After a year of collecting every piece of plastic I’ve used, I have a clearer understanding of how much waste I produce. I’ve had a chance to see my life’s habits and choices on a macro level, and it has shifted my perspective seismically.

The weekend after Earth Day, on April 23rd, I gathered together all of the plastic I accumulated over the past year. I stacked the rubber bins and the cardboard boxes and the stuffed paper sacks in the front room of my apartment, and then I stood back and marveled.

Here’s a photo of the mountain of plastic I created in a single year of life:
IMG_4598

What I have to remind myself is that, to some people, this may not look like a lot of plastic. Yes, it fills a full room, but it’s not a really astonishing amount. It doesn’t soar to the ceiling, and it’s surprisingly light.

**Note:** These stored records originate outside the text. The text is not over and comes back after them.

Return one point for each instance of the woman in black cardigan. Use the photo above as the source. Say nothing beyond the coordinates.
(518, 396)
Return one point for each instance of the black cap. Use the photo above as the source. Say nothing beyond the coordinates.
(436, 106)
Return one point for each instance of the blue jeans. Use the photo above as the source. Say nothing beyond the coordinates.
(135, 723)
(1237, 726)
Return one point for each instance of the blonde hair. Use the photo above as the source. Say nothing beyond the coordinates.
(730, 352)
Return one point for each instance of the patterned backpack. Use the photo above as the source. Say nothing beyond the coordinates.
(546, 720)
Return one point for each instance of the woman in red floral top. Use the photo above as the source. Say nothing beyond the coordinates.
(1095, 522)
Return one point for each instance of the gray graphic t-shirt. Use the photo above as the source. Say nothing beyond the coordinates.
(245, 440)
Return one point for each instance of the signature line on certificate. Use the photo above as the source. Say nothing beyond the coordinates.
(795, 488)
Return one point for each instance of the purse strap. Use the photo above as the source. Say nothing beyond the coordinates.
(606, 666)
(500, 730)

I carried this entire haul up from my apartment’s storage unit in three easy trips. But this mini mountain of plastic is what I accumulated in a year of trying hard not to use any at all.

This is what has really powerfully shifted my perspective. Over the past year, I actively told store clerks and grocery staff and waiters and waitresses that I was trying to make purchases or order meals without the use of plastic, so I greatly cut down what I normally would have been given. I’m curious now to see how much I would have collected had I not tried to steer clear of plastic. Double this amount? Triple?
It’s impossible to say, and my days of keeping, cleaning, and storing plastic for experimental value are over. When I stand back and stare at this load, it alarms me.

In the past few weeks, I’ve begun the process of sorting and cataloging my plastic, and this, too, has been eye-opening. The amount of plastic cups, straws, windowed envelopes, plastic sleeves, and especially to-go boxes, seem to multiply as I pour them out of various bins and bags like items pulled and pulled from Mary Poppins’s magic suitcase.

I will be sharing some of those final counts in coming posts. For now, when I look at this mountain of plastic, I think of all of the people in America. In the world. I think of my small year’s cache of plastic  floating in the ocean, and it isn’t hard to visualize the scale of what must be out there, and growing.